Kentucky jumps up 20 places in new Quality Counts Report – Really???

Education Week’s annual Quality Counts report is out, and all sorts of state leaders in Kentucky are hooting and hollering about how the state moved up 20 places in overall state rankings.

Really?

Considering the state only got a “C+” score, that isn’t saying much. But, the real problems run much deeper.

Quality Counts rankings are based in notable measure on 2011 National Assessment of Education (NAEP) reading test results for fourth and eighth graders. Quality Counts makes absolutely NO correction for the grim fact that Kentucky led the nation for the proportion of its fourth and eighth grade students with learning disabilities that got excluded from even taking the NAEP reading assessments. In fact, if the report even mentions the issue, it is buried somewhere that so far I have not been able to find.

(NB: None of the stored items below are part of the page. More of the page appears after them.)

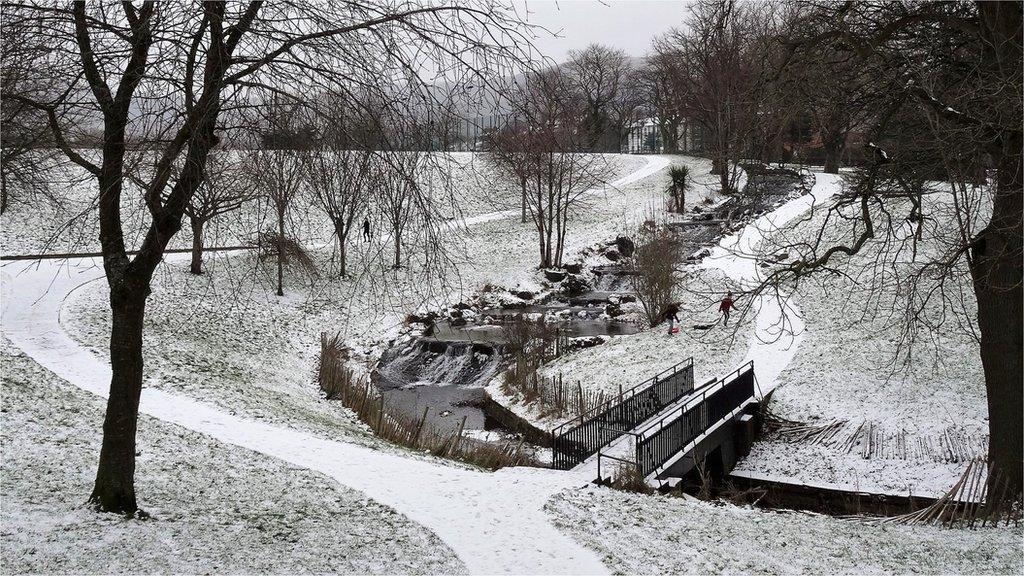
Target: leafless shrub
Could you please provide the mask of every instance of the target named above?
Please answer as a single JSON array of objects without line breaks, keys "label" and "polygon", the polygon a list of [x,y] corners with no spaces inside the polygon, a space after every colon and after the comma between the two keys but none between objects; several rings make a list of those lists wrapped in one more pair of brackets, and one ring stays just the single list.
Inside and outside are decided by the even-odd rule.
[{"label": "leafless shrub", "polygon": [[276,259],[283,266],[293,266],[310,276],[316,276],[316,262],[305,246],[295,238],[282,236],[267,228],[256,237],[256,250],[260,260]]},{"label": "leafless shrub", "polygon": [[615,473],[612,474],[612,479],[611,482],[608,483],[608,486],[615,490],[636,492],[637,494],[655,493],[654,488],[651,488],[647,482],[644,481],[644,477],[640,474],[640,470],[632,464],[619,464]]},{"label": "leafless shrub", "polygon": [[768,491],[764,488],[748,488],[746,490],[738,488],[732,482],[726,482],[725,486],[722,487],[719,496],[732,502],[737,506],[755,506],[768,494]]},{"label": "leafless shrub", "polygon": [[700,482],[700,486],[697,488],[697,498],[701,500],[711,500],[712,489],[715,486],[714,478],[711,475],[711,471],[707,467],[707,459],[704,456],[700,458],[694,458],[694,469],[697,471],[697,478]]},{"label": "leafless shrub", "polygon": [[630,278],[647,321],[656,326],[674,301],[680,255],[672,233],[664,226],[647,222],[637,238],[636,252],[630,260],[634,272]]}]

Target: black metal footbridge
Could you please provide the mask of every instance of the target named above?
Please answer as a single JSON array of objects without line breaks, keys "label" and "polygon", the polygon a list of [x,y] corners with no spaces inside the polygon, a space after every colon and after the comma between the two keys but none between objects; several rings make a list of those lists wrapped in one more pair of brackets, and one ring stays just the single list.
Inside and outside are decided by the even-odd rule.
[{"label": "black metal footbridge", "polygon": [[[552,430],[552,466],[570,469],[597,454],[598,479],[602,460],[635,467],[644,479],[681,475],[688,469],[681,461],[692,461],[698,446],[705,453],[724,446],[733,462],[729,424],[757,401],[756,388],[753,362],[695,388],[693,360],[684,360]],[[621,442],[607,448],[623,436],[632,437],[632,450]]]}]

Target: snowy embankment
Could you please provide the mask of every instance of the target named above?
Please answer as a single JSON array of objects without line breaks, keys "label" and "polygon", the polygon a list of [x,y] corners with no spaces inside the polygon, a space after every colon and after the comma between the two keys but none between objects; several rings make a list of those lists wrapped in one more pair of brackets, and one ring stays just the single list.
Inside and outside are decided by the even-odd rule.
[{"label": "snowy embankment", "polygon": [[[841,184],[838,175],[817,174],[810,193],[786,202],[739,233],[723,238],[701,265],[721,270],[741,291],[755,288],[765,276],[757,265],[765,239],[801,215],[828,203],[842,190]],[[775,389],[779,374],[796,355],[803,336],[803,322],[792,298],[784,294],[760,296],[754,302],[743,304],[754,311],[754,330],[750,333],[743,363],[754,363],[758,391],[763,396]]]},{"label": "snowy embankment", "polygon": [[143,416],[152,517],[83,505],[104,403],[0,339],[4,573],[464,573],[429,530],[321,474]]},{"label": "snowy embankment", "polygon": [[[635,165],[636,159],[629,160]],[[647,172],[638,178],[664,165],[661,159],[643,162],[641,170]],[[614,193],[609,191],[610,195]],[[494,220],[488,224],[500,223]],[[520,234],[517,228],[507,227],[505,234]],[[501,241],[499,236],[497,242]],[[363,254],[372,255],[372,250]],[[317,394],[309,381],[308,355],[264,374],[238,374],[234,370],[243,366],[246,358],[248,364],[265,368],[280,360],[279,353],[287,356],[296,347],[303,348],[294,341],[317,338],[319,321],[324,319],[310,311],[330,307],[336,301],[317,301],[323,293],[316,291],[310,291],[306,298],[296,297],[302,294],[302,287],[294,285],[289,289],[291,296],[284,300],[268,297],[261,287],[250,287],[248,292],[240,293],[237,287],[253,278],[244,272],[245,265],[253,264],[245,257],[223,259],[229,263],[242,262],[242,266],[226,264],[215,268],[205,279],[185,280],[189,285],[185,289],[168,289],[168,285],[173,287],[178,279],[186,277],[180,264],[175,264],[181,258],[168,260],[149,307],[145,353],[147,365],[155,368],[150,373],[156,377],[147,382],[143,391],[142,414],[323,473],[359,490],[437,534],[472,572],[604,571],[596,556],[551,527],[542,509],[551,494],[585,484],[589,479],[536,469],[491,474],[401,453],[396,448],[374,449],[382,448],[383,443],[369,438],[347,411],[336,407],[312,408]],[[524,258],[522,254],[506,254],[488,264],[501,269],[503,263],[511,260]],[[109,322],[103,312],[105,287],[94,282],[101,277],[102,270],[96,261],[80,259],[67,263],[12,263],[5,266],[3,278],[5,335],[44,368],[100,397],[106,394],[110,378],[102,355],[105,326]],[[65,299],[83,285],[87,287],[79,291],[82,297],[71,304],[84,304],[86,309],[65,310],[64,320],[92,341],[94,350],[100,352],[98,355],[69,338],[60,322]],[[230,290],[232,286],[236,289]],[[359,290],[349,294],[352,298],[347,303],[361,306],[343,310],[343,314],[357,316],[345,318],[346,326],[369,330],[371,324],[377,324],[373,328],[379,331],[380,316],[358,317],[361,312],[373,310],[375,304],[379,306],[372,298],[374,294]],[[168,298],[169,295],[176,298]],[[200,295],[205,297],[199,298]],[[253,304],[260,300],[264,303]],[[158,302],[162,308],[155,304]],[[288,311],[283,316],[268,312],[275,306]],[[234,322],[208,330],[224,319],[217,312],[225,309],[232,311]],[[392,314],[397,316],[401,310]],[[191,315],[187,314],[189,311]],[[251,322],[254,316],[255,323]],[[390,326],[395,324],[398,321]],[[388,329],[385,325],[384,330]],[[279,350],[275,344],[284,344],[284,349]],[[302,366],[303,363],[306,365]],[[206,368],[218,365],[220,370],[202,374]],[[197,369],[202,376],[195,375]],[[275,382],[279,373],[284,372],[291,372],[290,379]],[[211,398],[214,404],[197,398]],[[275,413],[275,408],[283,409],[284,413]],[[236,412],[249,417],[236,416]],[[264,415],[267,418],[262,418]],[[268,423],[271,421],[276,425]],[[338,437],[345,441],[327,439]],[[80,497],[82,493],[75,494]],[[5,517],[5,525],[9,521]],[[325,539],[323,545],[332,544]],[[445,558],[444,553],[438,554]],[[363,569],[372,567],[353,571]],[[399,566],[394,569],[404,571]],[[440,564],[426,569],[447,571]]]},{"label": "snowy embankment", "polygon": [[587,487],[555,524],[617,574],[1020,574],[1021,529],[953,530]]},{"label": "snowy embankment", "polygon": [[[940,196],[941,198],[941,196]],[[907,207],[909,211],[909,207]],[[941,207],[922,230],[917,254],[925,259],[950,238]],[[826,211],[779,231],[777,246],[847,241],[846,227],[824,226]],[[904,224],[904,226],[908,226]],[[898,246],[898,244],[897,244]],[[915,276],[913,251],[882,240],[838,261],[839,274],[802,281],[790,297],[803,325],[799,353],[778,378],[771,410],[812,426],[834,426],[827,438],[785,441],[769,436],[754,446],[736,473],[868,492],[939,495],[970,458],[987,453],[987,404],[978,344],[971,334],[975,304],[966,270],[932,284],[925,276],[908,300]],[[878,262],[887,262],[880,266]],[[952,298],[951,298],[952,297]],[[951,301],[952,300],[952,301]],[[937,333],[908,329],[906,314],[943,322]],[[912,362],[903,364],[904,360]]]}]

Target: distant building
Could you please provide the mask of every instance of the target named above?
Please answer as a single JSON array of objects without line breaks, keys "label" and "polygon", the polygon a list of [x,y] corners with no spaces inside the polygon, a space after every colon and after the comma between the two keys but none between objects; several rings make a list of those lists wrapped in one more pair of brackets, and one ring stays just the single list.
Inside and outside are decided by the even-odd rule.
[{"label": "distant building", "polygon": [[[683,120],[676,131],[675,149],[681,153],[700,150],[700,139],[695,127]],[[658,118],[650,116],[639,118],[626,126],[626,138],[623,142],[623,153],[627,154],[662,154],[665,143],[662,141]]]}]

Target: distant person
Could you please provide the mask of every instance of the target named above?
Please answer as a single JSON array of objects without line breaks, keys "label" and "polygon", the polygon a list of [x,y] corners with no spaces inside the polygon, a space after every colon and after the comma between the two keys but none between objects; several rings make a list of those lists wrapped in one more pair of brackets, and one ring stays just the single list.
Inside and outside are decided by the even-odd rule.
[{"label": "distant person", "polygon": [[363,241],[370,241],[370,219],[363,218]]},{"label": "distant person", "polygon": [[725,298],[722,298],[722,304],[718,307],[718,311],[725,315],[725,325],[729,325],[729,312],[731,310],[739,310],[736,307],[736,301],[732,299],[732,292],[726,294]]},{"label": "distant person", "polygon": [[665,309],[665,320],[668,320],[669,336],[679,332],[679,329],[676,328],[676,322],[679,322],[679,304],[673,302],[668,305],[668,308]]}]

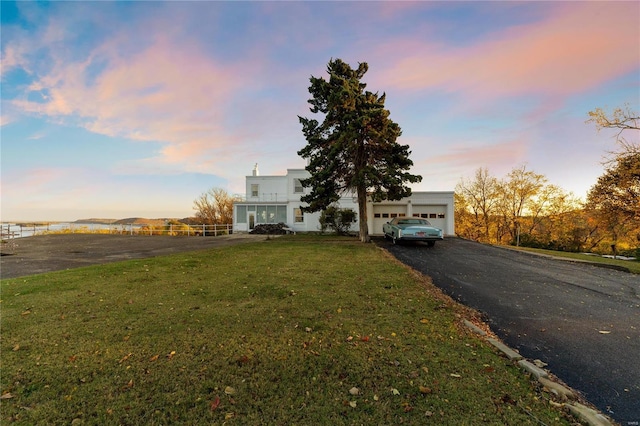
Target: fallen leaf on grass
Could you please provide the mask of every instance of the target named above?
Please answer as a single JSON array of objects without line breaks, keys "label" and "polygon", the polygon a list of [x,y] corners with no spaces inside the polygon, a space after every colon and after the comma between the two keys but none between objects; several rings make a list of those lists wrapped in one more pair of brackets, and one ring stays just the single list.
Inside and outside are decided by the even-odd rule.
[{"label": "fallen leaf on grass", "polygon": [[236,416],[235,413],[227,413],[224,415],[224,419],[225,420],[231,420],[232,418],[234,418]]},{"label": "fallen leaf on grass", "polygon": [[608,330],[600,330],[600,331],[598,331],[598,333],[600,333],[600,334],[609,334],[611,332],[608,331]]},{"label": "fallen leaf on grass", "polygon": [[22,315],[23,317],[26,317],[27,315],[29,315],[31,313],[31,311],[26,310],[24,312],[22,312],[20,315]]},{"label": "fallen leaf on grass", "polygon": [[356,401],[349,401],[349,405],[351,406],[351,408],[356,408],[358,403]]},{"label": "fallen leaf on grass", "polygon": [[236,390],[231,386],[227,386],[226,388],[224,388],[224,393],[226,393],[227,395],[233,395],[236,393]]},{"label": "fallen leaf on grass", "polygon": [[211,408],[211,411],[215,411],[219,405],[220,405],[220,397],[216,395],[215,399],[211,401],[211,405],[209,406],[209,408]]},{"label": "fallen leaf on grass", "polygon": [[420,393],[423,393],[423,394],[431,393],[431,388],[428,388],[426,386],[420,386]]},{"label": "fallen leaf on grass", "polygon": [[449,376],[455,377],[456,379],[459,379],[460,377],[462,377],[461,375],[456,374],[456,373],[451,373],[451,374],[449,374]]},{"label": "fallen leaf on grass", "polygon": [[360,389],[358,389],[357,387],[352,387],[351,389],[349,389],[349,393],[351,395],[358,395],[360,393]]},{"label": "fallen leaf on grass", "polygon": [[171,353],[169,353],[169,355],[167,355],[167,358],[171,359],[173,358],[173,356],[176,354],[176,351],[171,351]]},{"label": "fallen leaf on grass", "polygon": [[10,398],[15,398],[15,396],[10,392],[3,393],[2,396],[0,396],[0,399],[10,399]]},{"label": "fallen leaf on grass", "polygon": [[369,341],[369,336],[363,336],[360,338],[361,341],[363,342],[368,342]]},{"label": "fallen leaf on grass", "polygon": [[394,395],[400,395],[400,391],[398,389],[396,389],[396,388],[392,388],[391,389],[391,393],[394,394]]},{"label": "fallen leaf on grass", "polygon": [[16,344],[16,345],[13,347],[13,351],[14,351],[14,352],[17,352],[17,351],[19,351],[19,350],[20,350],[20,345]]},{"label": "fallen leaf on grass", "polygon": [[420,320],[420,323],[422,323],[422,324],[429,324],[429,320],[428,320],[428,319],[426,319],[426,318],[422,318],[422,319]]},{"label": "fallen leaf on grass", "polygon": [[149,361],[153,362],[153,361],[157,361],[158,358],[160,358],[160,355],[154,355],[151,358],[149,358]]},{"label": "fallen leaf on grass", "polygon": [[122,364],[123,362],[128,360],[129,357],[131,357],[131,355],[133,355],[133,353],[128,353],[127,355],[123,356],[122,359],[120,359],[120,361],[118,361],[118,364]]}]

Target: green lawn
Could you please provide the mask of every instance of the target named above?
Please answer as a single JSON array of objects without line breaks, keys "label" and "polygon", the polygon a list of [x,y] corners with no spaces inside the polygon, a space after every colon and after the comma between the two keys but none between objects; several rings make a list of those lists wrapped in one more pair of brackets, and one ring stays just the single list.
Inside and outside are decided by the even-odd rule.
[{"label": "green lawn", "polygon": [[1,282],[0,423],[570,424],[372,244],[287,236]]}]

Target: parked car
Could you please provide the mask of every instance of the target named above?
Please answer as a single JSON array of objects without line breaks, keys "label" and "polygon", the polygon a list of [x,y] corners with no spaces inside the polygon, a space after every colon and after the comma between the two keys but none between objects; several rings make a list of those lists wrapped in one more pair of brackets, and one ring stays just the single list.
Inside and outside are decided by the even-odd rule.
[{"label": "parked car", "polygon": [[393,218],[382,225],[382,232],[385,238],[391,238],[393,244],[402,241],[424,241],[429,247],[433,247],[436,241],[444,239],[442,229],[419,217]]}]

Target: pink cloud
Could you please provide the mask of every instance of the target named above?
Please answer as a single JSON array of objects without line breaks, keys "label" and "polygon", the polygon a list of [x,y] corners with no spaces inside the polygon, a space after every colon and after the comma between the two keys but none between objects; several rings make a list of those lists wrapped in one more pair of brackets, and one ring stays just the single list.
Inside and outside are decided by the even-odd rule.
[{"label": "pink cloud", "polygon": [[557,3],[544,21],[465,47],[395,40],[386,49],[415,53],[376,79],[385,88],[480,98],[580,92],[640,67],[639,8],[636,2]]},{"label": "pink cloud", "polygon": [[[54,57],[52,71],[30,87],[44,94],[43,102],[16,100],[14,105],[54,119],[80,120],[95,133],[164,143],[165,155],[158,160],[165,163],[198,168],[203,154],[224,149],[227,105],[248,78],[246,72],[207,57],[195,43],[161,37],[123,57],[120,42],[100,46],[82,62]],[[107,65],[94,76],[96,64]]]},{"label": "pink cloud", "polygon": [[526,158],[528,148],[525,142],[505,141],[490,145],[476,145],[469,142],[461,142],[447,146],[446,151],[435,153],[428,162],[421,162],[420,166],[427,164],[446,164],[448,167],[461,169],[488,167],[503,169],[511,168]]}]

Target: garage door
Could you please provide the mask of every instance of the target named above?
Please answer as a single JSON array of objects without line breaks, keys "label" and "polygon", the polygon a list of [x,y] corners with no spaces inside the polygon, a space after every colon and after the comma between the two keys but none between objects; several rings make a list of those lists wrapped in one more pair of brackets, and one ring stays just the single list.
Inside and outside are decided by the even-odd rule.
[{"label": "garage door", "polygon": [[373,206],[373,235],[382,235],[382,225],[394,217],[406,216],[407,206],[400,205],[374,205]]},{"label": "garage door", "polygon": [[447,206],[414,205],[413,216],[427,219],[431,224],[442,230],[447,229]]}]

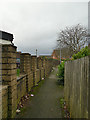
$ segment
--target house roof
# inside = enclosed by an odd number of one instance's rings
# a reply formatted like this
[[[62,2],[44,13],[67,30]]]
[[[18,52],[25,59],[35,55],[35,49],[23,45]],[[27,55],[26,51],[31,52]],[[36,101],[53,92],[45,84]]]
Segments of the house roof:
[[[59,50],[59,49],[55,49],[55,50],[53,51],[53,53],[52,53],[52,56],[53,56],[54,54],[55,54],[56,57],[58,57],[59,54],[60,54],[60,50]]]

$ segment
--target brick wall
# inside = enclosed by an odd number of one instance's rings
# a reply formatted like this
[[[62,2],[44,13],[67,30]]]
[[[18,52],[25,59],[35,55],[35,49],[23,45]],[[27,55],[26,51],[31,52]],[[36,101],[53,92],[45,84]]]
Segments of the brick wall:
[[[27,74],[22,74],[17,79],[17,102],[27,93]]]
[[[4,87],[2,94],[3,118],[14,118],[21,97],[30,92],[42,78],[47,77],[53,66],[53,60],[21,53],[20,75],[17,77],[16,49],[17,47],[13,45],[2,45],[0,77],[2,84],[8,86]]]

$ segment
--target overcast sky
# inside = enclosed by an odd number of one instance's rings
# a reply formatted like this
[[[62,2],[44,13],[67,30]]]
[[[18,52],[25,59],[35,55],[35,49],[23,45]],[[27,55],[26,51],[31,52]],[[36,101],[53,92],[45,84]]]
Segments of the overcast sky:
[[[60,29],[78,23],[88,26],[88,0],[12,1],[0,6],[0,29],[14,35],[14,44],[22,52],[35,54],[37,49],[38,54],[51,54]]]

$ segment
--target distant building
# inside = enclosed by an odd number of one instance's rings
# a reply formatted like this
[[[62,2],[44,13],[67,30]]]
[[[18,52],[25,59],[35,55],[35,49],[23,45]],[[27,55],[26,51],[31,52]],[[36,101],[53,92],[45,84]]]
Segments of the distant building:
[[[53,53],[52,53],[52,58],[53,59],[59,59],[59,57],[60,57],[60,50],[58,50],[58,49],[55,49],[55,50],[53,50]]]
[[[0,44],[13,44],[13,34],[0,30]]]
[[[61,49],[61,59],[70,58],[72,54],[73,52],[68,47],[64,47]],[[52,58],[60,60],[60,49],[53,50]]]

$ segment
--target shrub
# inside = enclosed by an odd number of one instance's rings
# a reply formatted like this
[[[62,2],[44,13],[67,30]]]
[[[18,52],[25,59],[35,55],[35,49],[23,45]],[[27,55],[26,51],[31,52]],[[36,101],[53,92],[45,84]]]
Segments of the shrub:
[[[58,66],[58,84],[62,84],[64,85],[64,63],[62,62],[59,66]]]
[[[78,59],[88,55],[90,55],[90,49],[86,46],[85,48],[82,48],[78,53],[74,54],[72,57],[73,59]]]

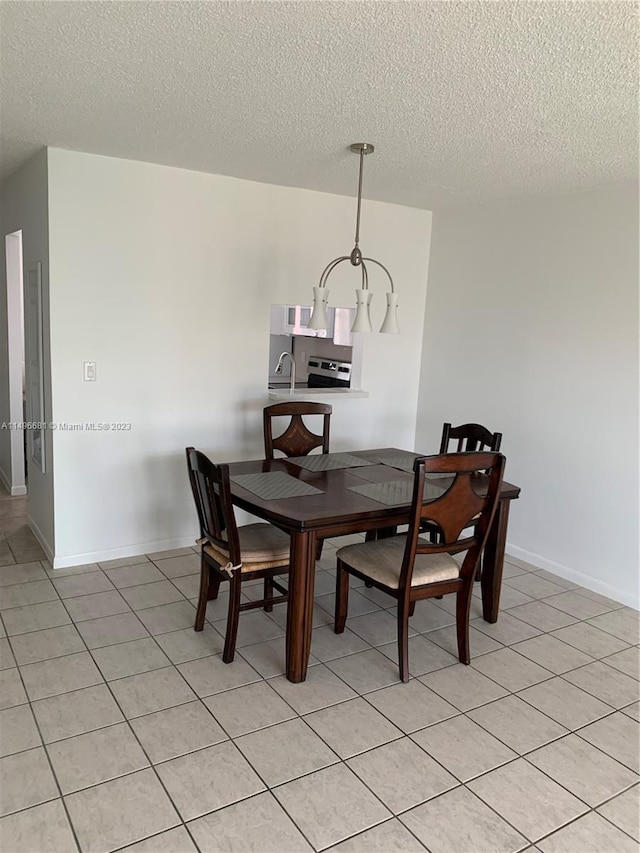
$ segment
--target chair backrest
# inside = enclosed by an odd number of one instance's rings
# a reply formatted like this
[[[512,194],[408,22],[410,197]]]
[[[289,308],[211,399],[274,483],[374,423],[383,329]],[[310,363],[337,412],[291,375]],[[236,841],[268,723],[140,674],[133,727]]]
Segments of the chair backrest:
[[[498,504],[504,466],[501,453],[444,453],[416,459],[401,587],[411,585],[417,554],[466,551],[460,575],[467,577],[475,572]],[[430,474],[438,477],[430,479]],[[418,538],[425,522],[440,529],[438,542]],[[465,535],[461,536],[463,531]]]
[[[316,447],[322,447],[323,453],[329,452],[329,421],[332,408],[328,403],[275,403],[263,411],[264,453],[266,459],[274,458],[274,450],[285,456],[306,456]],[[322,435],[312,432],[303,421],[303,415],[322,415]],[[276,438],[273,437],[273,418],[290,417],[287,428]]]
[[[440,453],[451,453],[450,442],[457,441],[457,453],[469,453],[476,450],[490,450],[497,453],[502,442],[501,432],[489,432],[480,424],[462,424],[452,427],[451,424],[443,424],[442,440],[440,441]]]
[[[214,463],[194,447],[187,447],[189,482],[198,512],[200,535],[229,552],[229,559],[240,563],[238,528],[231,502],[229,466]]]

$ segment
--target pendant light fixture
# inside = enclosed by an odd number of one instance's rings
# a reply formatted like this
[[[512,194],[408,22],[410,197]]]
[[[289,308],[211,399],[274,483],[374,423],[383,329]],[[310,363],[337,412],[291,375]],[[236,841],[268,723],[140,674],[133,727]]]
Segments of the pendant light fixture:
[[[327,264],[320,276],[320,283],[313,288],[313,313],[309,321],[310,329],[326,329],[328,326],[327,318],[327,300],[329,291],[327,290],[327,279],[333,270],[343,261],[349,261],[352,266],[360,267],[362,271],[362,287],[356,290],[356,317],[351,327],[352,332],[370,332],[371,331],[371,316],[370,306],[373,294],[369,291],[369,274],[367,264],[376,264],[387,274],[391,290],[387,293],[387,310],[384,316],[384,321],[380,327],[381,332],[389,334],[398,334],[398,294],[393,287],[393,279],[389,270],[376,261],[375,258],[365,258],[360,251],[360,208],[362,206],[362,172],[364,168],[365,154],[373,154],[374,147],[370,142],[356,142],[351,146],[351,151],[354,154],[360,155],[360,173],[358,177],[358,208],[356,212],[356,239],[355,245],[351,250],[350,255],[342,255],[335,258],[331,263]]]

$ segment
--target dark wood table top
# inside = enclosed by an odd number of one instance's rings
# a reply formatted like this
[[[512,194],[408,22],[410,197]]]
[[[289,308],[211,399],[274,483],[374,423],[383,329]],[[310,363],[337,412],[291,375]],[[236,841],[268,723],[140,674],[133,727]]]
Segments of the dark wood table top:
[[[406,452],[389,447],[349,451],[351,455],[360,456],[369,461],[376,461],[378,454]],[[269,471],[285,472],[291,477],[321,490],[320,494],[305,497],[267,500],[244,489],[232,480],[231,494],[236,506],[285,530],[316,531],[326,536],[327,534],[340,535],[341,532],[356,532],[357,529],[370,530],[376,527],[390,527],[406,523],[411,506],[410,501],[403,505],[390,506],[350,491],[349,487],[402,479],[411,482],[413,481],[413,474],[407,471],[384,464],[367,465],[359,468],[339,468],[329,471],[310,471],[285,458],[229,464],[231,477],[239,474]],[[518,486],[503,482],[500,500],[514,500],[519,494],[520,488]]]

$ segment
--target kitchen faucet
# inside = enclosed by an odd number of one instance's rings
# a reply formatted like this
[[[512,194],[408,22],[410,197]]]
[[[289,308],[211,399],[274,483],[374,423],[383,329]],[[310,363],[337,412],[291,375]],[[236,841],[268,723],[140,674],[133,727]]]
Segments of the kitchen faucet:
[[[278,376],[280,376],[280,374],[282,373],[282,363],[285,357],[291,360],[291,384],[289,393],[293,394],[296,388],[296,360],[290,352],[280,353],[280,358],[278,359],[278,363],[276,364],[276,373]]]

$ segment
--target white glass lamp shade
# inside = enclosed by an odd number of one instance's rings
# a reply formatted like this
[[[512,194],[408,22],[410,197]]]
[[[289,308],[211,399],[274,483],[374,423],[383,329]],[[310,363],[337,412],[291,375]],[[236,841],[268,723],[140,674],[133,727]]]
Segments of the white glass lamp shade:
[[[309,320],[309,328],[321,331],[329,327],[329,318],[327,317],[327,300],[329,299],[329,291],[326,287],[313,288],[313,310],[311,319]]]
[[[371,316],[369,306],[373,296],[368,290],[356,290],[356,318],[351,327],[352,332],[370,332]]]
[[[380,331],[388,335],[399,335],[400,327],[398,326],[398,294],[387,293],[387,310],[380,326]]]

However, not everyone is so uninformed.

While our state leaders are carrying on about how well we did in a ranking heavily dependent upon NAEP reading scores, the fact is that many people are starting to seriously question the validity of those Kentucky scores (examples here).

Consider this – How can Kentucky’s reading education be doing so well when our schools had to exclude eight times the percentage of learning disabled fourth grade students that good old Mississippi excluded – EIGHT TIMES! How come so many of our kids are so badly off that they couldn’t even sit for a reading test in fourth grade when almost all the students in Mississippi at least were well enough along with reading to try the NAEP?

Common, Education Week (Quality Counts creator), you owe us something a bit better. Your reporters need to read this informational discussion about pitfalls in NAEP interpretation. You tripped over several of them with your new report.

By the way, I am presenting a paper on NAEP pitfalls this coming Tuesday in Florida.

Education Week will make an interesting example of how these pitfalls are a major problem found in even some of the best reporting sources available in the education world.